NOTE This will not work for the very first time ever programming the flash. See “Converting from factory flash image to ESnet SmartNIC flash image” section above for first-time setup.
Start up a any properly configured stack which will allow us to write the flash using a fast algorithm over PCIe.
docker compose up -d
Confirm that PCIe register IO is working in your stack by querying the version registers.
docker compose exec smartnic-fw sn-cli dev version
Start the flash update service to write the currently active FPGA bitfile into the persistent flash on the FPGA card. This takes approximately 7-8 minutes. This process should not be interrupted.
docker compose --profile smartnic-flash run --rm smartnic-flash-update
Bring down the running stack after flash writing has completed.
docker compose down -v --remove-orphans
(OPTIONAL) Remove the ESnet SmartNIC flash image from the FPGA card to revert to factory image
The instructions in this section are used to remove the SmartNIC flash image from an already working SmartNIC environment. This removal step is optional and only required if you want to reset the contents of the FPGA card flash back to the factory bitfile.

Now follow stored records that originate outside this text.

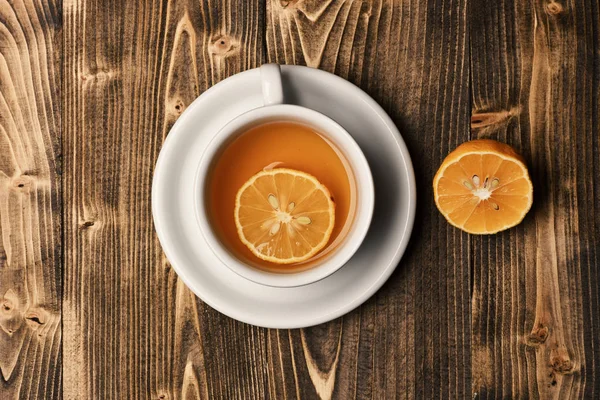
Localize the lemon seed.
[267,194,279,210]
[296,217,312,225]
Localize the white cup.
[194,64,375,287]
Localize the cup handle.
[260,64,283,106]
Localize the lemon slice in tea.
[235,168,335,264]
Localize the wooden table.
[0,0,600,399]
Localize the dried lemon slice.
[234,168,335,264]
[433,139,533,234]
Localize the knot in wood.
[527,324,548,346]
[210,36,237,56]
[546,1,565,15]
[25,307,49,329]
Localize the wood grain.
[471,0,600,399]
[63,1,264,399]
[0,1,61,399]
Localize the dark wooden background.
[0,0,600,399]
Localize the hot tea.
[207,122,356,272]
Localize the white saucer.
[152,66,416,328]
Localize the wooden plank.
[471,0,600,399]
[63,0,265,399]
[0,0,61,399]
[266,0,471,399]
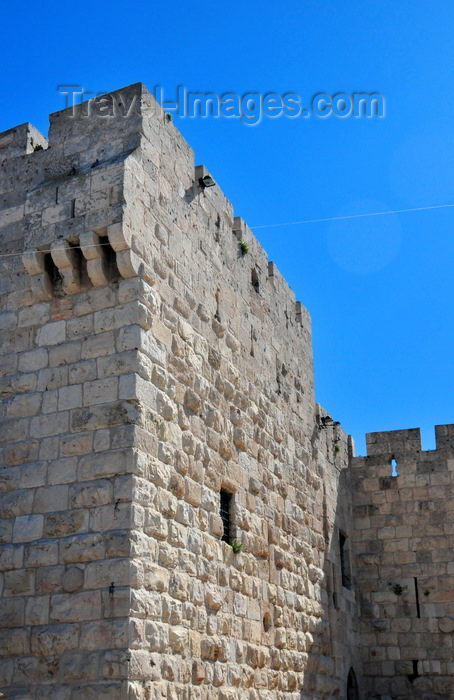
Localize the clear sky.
[0,0,454,454]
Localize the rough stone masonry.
[0,84,454,700]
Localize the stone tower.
[9,84,446,700]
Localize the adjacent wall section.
[352,425,454,700]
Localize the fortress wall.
[352,425,454,699]
[0,84,360,700]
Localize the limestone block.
[50,591,102,622]
[13,515,44,542]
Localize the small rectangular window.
[220,489,232,544]
[339,531,352,589]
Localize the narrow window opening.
[347,668,359,700]
[407,659,419,683]
[331,564,339,608]
[214,289,221,323]
[219,489,232,544]
[414,576,421,618]
[44,253,63,296]
[263,613,271,632]
[391,455,399,476]
[99,236,121,282]
[339,531,352,590]
[214,214,221,243]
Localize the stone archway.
[347,668,359,700]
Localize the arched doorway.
[347,668,359,700]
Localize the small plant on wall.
[230,539,244,554]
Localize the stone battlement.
[355,424,454,463]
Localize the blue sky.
[0,0,454,454]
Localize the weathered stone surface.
[0,84,454,700]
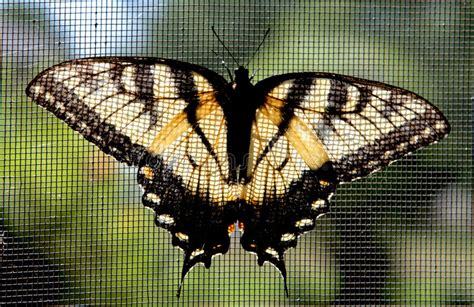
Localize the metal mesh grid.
[0,1,473,305]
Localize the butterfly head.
[234,66,250,85]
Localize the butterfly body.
[26,57,450,298]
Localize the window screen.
[0,0,474,305]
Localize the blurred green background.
[0,0,474,305]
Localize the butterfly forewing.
[27,57,449,298]
[257,73,449,181]
[27,58,236,282]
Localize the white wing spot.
[280,232,296,242]
[295,219,314,228]
[410,135,421,145]
[156,214,174,225]
[435,121,446,130]
[189,248,204,260]
[311,199,326,210]
[383,150,395,159]
[397,143,407,151]
[145,193,161,205]
[265,247,278,259]
[422,127,431,137]
[175,232,189,242]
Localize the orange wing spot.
[319,180,330,188]
[227,224,235,236]
[140,166,155,180]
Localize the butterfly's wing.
[27,57,235,292]
[241,73,449,284]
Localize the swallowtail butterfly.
[26,57,450,294]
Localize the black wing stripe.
[171,67,223,175]
[254,78,313,171]
[135,64,158,127]
[29,79,145,165]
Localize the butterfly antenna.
[211,49,234,82]
[211,26,240,66]
[245,28,270,67]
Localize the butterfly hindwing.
[27,57,237,288]
[242,73,449,282]
[27,57,450,298]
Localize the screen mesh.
[0,0,474,305]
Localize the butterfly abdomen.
[222,67,263,183]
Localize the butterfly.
[26,57,450,295]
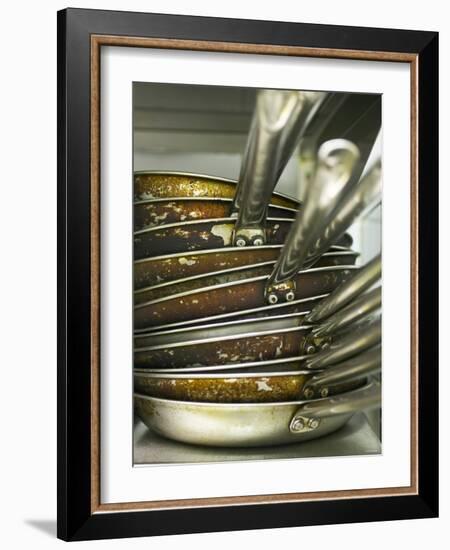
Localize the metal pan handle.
[232,90,327,246]
[312,287,381,338]
[305,161,381,267]
[289,381,381,433]
[304,255,381,324]
[265,139,359,304]
[303,346,381,399]
[305,318,381,370]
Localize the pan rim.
[133,249,361,264]
[133,384,373,410]
[133,260,276,294]
[133,369,312,380]
[134,265,359,309]
[134,292,330,336]
[133,355,312,373]
[133,170,300,204]
[133,311,313,338]
[133,251,357,295]
[133,216,295,235]
[133,325,312,353]
[133,196,301,217]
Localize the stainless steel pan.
[134,382,381,447]
[134,350,381,403]
[307,255,381,323]
[233,90,327,246]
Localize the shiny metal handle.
[305,318,381,369]
[290,92,350,198]
[289,381,381,433]
[305,161,381,267]
[232,90,326,246]
[303,346,381,399]
[312,287,381,338]
[265,139,359,304]
[304,254,381,324]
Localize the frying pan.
[307,254,381,323]
[134,171,299,210]
[134,298,381,369]
[134,217,292,260]
[134,294,328,335]
[134,266,356,329]
[133,197,297,231]
[134,140,357,329]
[134,250,357,304]
[265,147,380,303]
[134,311,311,348]
[134,288,381,351]
[233,90,381,246]
[134,244,356,290]
[134,381,381,447]
[134,340,381,403]
[233,90,327,246]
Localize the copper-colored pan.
[134,218,293,260]
[134,171,298,209]
[134,326,310,368]
[134,250,357,304]
[133,197,297,231]
[134,311,312,348]
[134,294,328,335]
[134,300,381,370]
[134,245,355,290]
[134,266,356,329]
[134,365,370,403]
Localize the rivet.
[286,290,295,302]
[308,418,320,430]
[303,388,314,399]
[291,418,305,432]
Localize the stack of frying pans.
[134,90,381,446]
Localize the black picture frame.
[57,9,438,540]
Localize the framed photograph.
[58,9,438,540]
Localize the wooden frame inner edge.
[90,35,419,514]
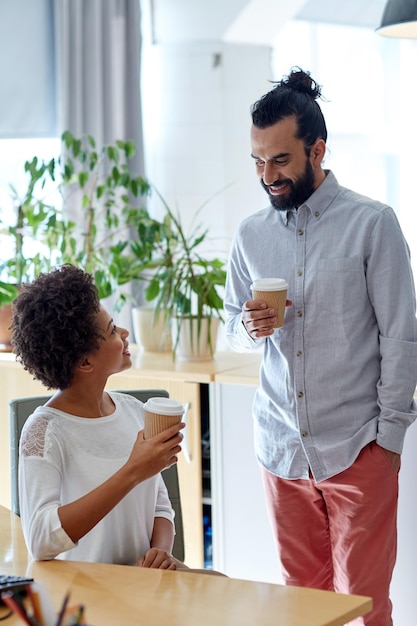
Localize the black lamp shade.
[377,0,417,39]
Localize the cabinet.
[211,360,417,626]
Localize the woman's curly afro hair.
[11,265,103,389]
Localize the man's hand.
[381,446,401,472]
[242,300,292,339]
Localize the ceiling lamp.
[376,0,417,39]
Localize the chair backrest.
[9,389,184,561]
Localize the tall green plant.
[134,190,226,353]
[0,131,151,308]
[0,157,74,306]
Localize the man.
[225,69,417,626]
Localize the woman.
[12,265,187,569]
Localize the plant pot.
[0,304,12,352]
[132,306,172,352]
[171,317,219,361]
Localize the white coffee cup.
[251,278,288,328]
[143,397,185,439]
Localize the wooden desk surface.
[0,507,371,626]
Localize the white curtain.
[54,0,143,173]
[0,0,56,139]
[54,0,144,330]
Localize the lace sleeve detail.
[20,417,49,457]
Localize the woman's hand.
[126,422,185,482]
[136,548,177,570]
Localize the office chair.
[9,389,184,561]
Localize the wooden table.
[0,506,372,626]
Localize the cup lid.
[250,278,288,291]
[143,397,184,415]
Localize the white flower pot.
[171,317,219,361]
[132,307,172,352]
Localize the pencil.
[27,585,43,626]
[1,591,36,626]
[55,591,71,626]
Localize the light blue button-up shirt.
[225,172,417,481]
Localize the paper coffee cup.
[251,278,288,328]
[143,397,184,439]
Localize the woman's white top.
[19,392,174,565]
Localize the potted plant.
[0,131,153,349]
[132,189,226,360]
[0,157,73,351]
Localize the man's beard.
[261,159,314,211]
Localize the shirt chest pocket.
[317,257,365,315]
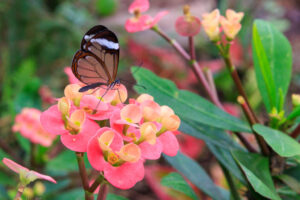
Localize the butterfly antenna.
[119,79,147,90]
[93,87,110,114]
[132,61,143,74]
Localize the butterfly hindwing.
[72,25,119,85]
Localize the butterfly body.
[72,25,120,92]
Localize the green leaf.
[132,67,251,132]
[96,0,118,16]
[278,174,300,194]
[55,188,84,200]
[206,142,246,185]
[46,150,90,173]
[179,117,242,149]
[232,151,280,200]
[179,118,245,183]
[253,124,300,157]
[160,172,198,199]
[252,20,292,113]
[164,152,229,200]
[286,106,300,120]
[106,193,128,200]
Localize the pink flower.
[87,127,144,189]
[220,9,244,40]
[125,0,168,32]
[2,158,56,185]
[41,105,100,152]
[202,9,220,41]
[12,108,56,147]
[175,5,201,36]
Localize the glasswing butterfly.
[72,25,120,94]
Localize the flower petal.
[60,119,100,152]
[158,131,179,156]
[139,140,163,160]
[40,105,68,135]
[104,160,145,190]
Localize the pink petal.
[60,119,100,152]
[32,171,56,183]
[2,158,29,173]
[139,139,163,160]
[104,160,145,190]
[128,0,149,13]
[151,10,169,27]
[158,131,179,156]
[40,105,67,135]
[125,15,153,33]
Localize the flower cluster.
[41,84,180,189]
[12,108,56,147]
[125,0,168,32]
[202,9,244,41]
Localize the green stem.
[89,174,104,193]
[14,184,25,200]
[76,152,94,200]
[97,184,108,200]
[219,163,241,200]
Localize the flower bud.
[175,5,201,37]
[136,94,154,103]
[98,131,115,151]
[121,104,142,123]
[64,84,84,107]
[58,97,71,116]
[66,110,85,134]
[140,122,157,145]
[33,181,46,196]
[202,9,220,42]
[118,143,141,163]
[161,115,180,131]
[220,9,244,40]
[292,94,300,107]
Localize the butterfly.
[72,25,120,97]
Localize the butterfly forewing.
[72,25,119,85]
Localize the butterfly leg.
[93,86,111,114]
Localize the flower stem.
[290,124,300,138]
[76,152,94,200]
[97,184,108,200]
[14,184,25,200]
[237,96,270,156]
[89,174,104,193]
[219,163,241,200]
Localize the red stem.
[97,184,108,200]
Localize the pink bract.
[128,0,149,14]
[158,131,179,156]
[87,127,144,189]
[12,108,56,147]
[41,105,100,152]
[2,158,56,183]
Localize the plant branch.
[152,26,255,152]
[89,174,104,193]
[237,96,270,156]
[14,184,25,200]
[76,152,94,200]
[290,124,300,138]
[219,163,241,200]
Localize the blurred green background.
[0,0,300,199]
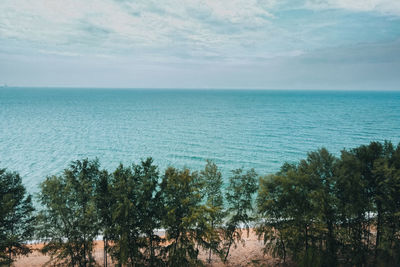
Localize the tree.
[95,170,114,266]
[298,148,338,266]
[161,167,211,266]
[0,169,35,265]
[39,159,100,266]
[133,158,162,266]
[224,169,257,262]
[110,164,142,266]
[200,160,225,263]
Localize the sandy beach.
[14,231,277,267]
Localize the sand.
[14,231,278,267]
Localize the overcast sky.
[0,0,400,90]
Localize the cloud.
[0,0,400,88]
[305,0,400,16]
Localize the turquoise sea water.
[0,88,400,193]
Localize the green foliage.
[0,169,34,265]
[106,158,162,266]
[200,160,225,263]
[224,169,257,261]
[0,142,400,267]
[161,167,212,266]
[95,170,114,266]
[39,159,100,266]
[257,142,400,266]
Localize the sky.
[0,0,400,90]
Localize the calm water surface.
[0,88,400,195]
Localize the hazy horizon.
[0,0,400,90]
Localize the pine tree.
[161,167,210,266]
[224,169,258,262]
[200,160,224,263]
[39,159,100,267]
[0,169,34,265]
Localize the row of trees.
[0,142,400,266]
[257,142,400,266]
[0,158,257,266]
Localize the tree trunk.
[224,237,233,262]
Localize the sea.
[0,87,400,193]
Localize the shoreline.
[13,229,279,267]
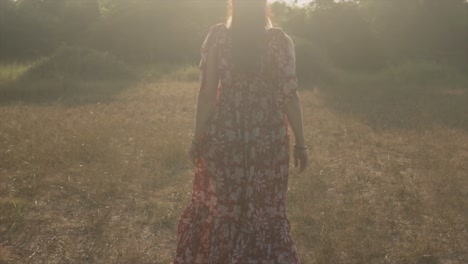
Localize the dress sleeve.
[199,25,220,90]
[275,31,297,108]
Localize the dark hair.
[227,0,271,73]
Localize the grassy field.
[0,75,468,264]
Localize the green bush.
[22,46,135,81]
[328,61,468,88]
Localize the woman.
[174,0,308,264]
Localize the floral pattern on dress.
[174,24,300,264]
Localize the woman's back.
[175,24,299,264]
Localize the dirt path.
[0,83,468,264]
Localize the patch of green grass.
[0,62,35,83]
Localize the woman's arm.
[193,45,219,144]
[284,91,309,172]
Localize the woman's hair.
[227,0,271,73]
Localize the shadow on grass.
[322,86,468,131]
[0,80,137,105]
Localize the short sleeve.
[275,30,297,108]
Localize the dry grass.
[0,82,468,264]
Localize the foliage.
[0,0,468,83]
[23,46,134,81]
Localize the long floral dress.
[174,24,300,264]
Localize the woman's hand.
[294,146,309,173]
[188,142,200,165]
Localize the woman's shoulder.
[210,23,227,33]
[268,27,291,42]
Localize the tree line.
[0,0,468,83]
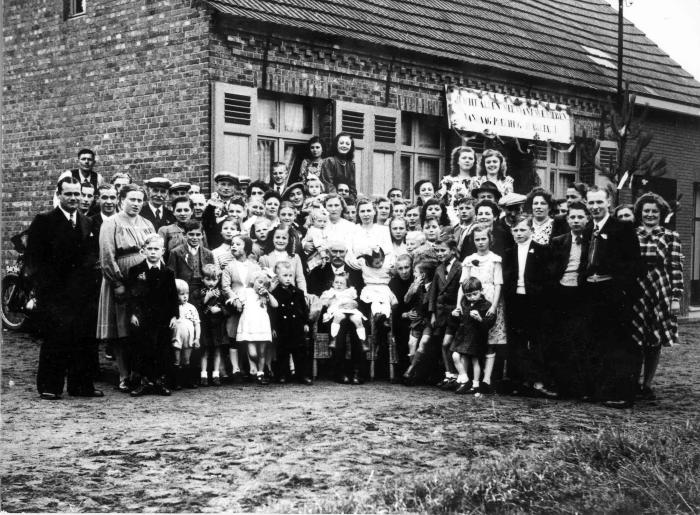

If you want to keep using the card as an ESnet SmartNIC, do not perform these operations or you’ll have to re-do the “Converting from factory flash image to ESnet SmartNIC flash image” section above.
Start up a any properly configured stack which will allow us to write the flash using a fast algorithm over PCIe.
docker compose up -d
Confirm that PCIe register IO is working in your stack by querying the version registers.
docker compose exec smartnic-fw sn-cli dev version
Start the flash remove service to erase the ESnet SmartNIC image from the “user” partition of the FPGA card flash. This takes less than 1 minute. This process should not be interrupted.
docker compose --profile smartnic-flash run --rm smartnic-flash-remove
Bring down the running stack after flash reset is completed.
docker compose down -v --remove-orphans
Note: If you want to flash the golden (recovery) image and it is not working, you can use vivado_lab
with the following commands:
vivado_lab \
-nolog \
-nojournal \
-tempDir /tmp/ \
-mode batch \
-notrace \
-quiet \
-source /scripts/program_flash.tcl \
-tclargs "$HW_SERVER_URL" "$HW_TARGET_SERIAL" "/scripts/revert_to_golden.mcs"
If you don’t know how to set it up, you can go to sn-stack/smartnic-hw/scripts
and put the “revert to golden” image there. For more information on how to get the golden image, you can refer to this link.
After placing the image there, you can modify the program_flash.sh
script and change:
vivado_lab \
-nolog \
-nojournal \
-tempDir /tmp/ \
-mode batch \
-notrace \
-quiet \
-source /scripts/program_flash.tcl \
-tclargs "$HW_SERVER_URL" "$HW_TARGET_SERIAL" "$MCSFILE_PATH
To:
vivado_lab \
-nolog \
-nojournal \
-tempDir /tmp/ \
-mode batch \
-notrace \
-quiet \
-source /scripts/program_flash.tcl \
-tclargs "$HW_SERVER_URL" "$HW_TARGET_SERIAL" "/scripts/revert_to_golden.mcs"
After a cold reboot, you will see the cards are back to the golden image.
Important notice: The golden image will not make the cards appear in XRT, as XRT needs an “XRT-friendly” shell. However, it’ll make xbmgmt
see the card, and from there, you can flash a new platform that works with XRT. For more info on the golden image, you can refer to this documentation.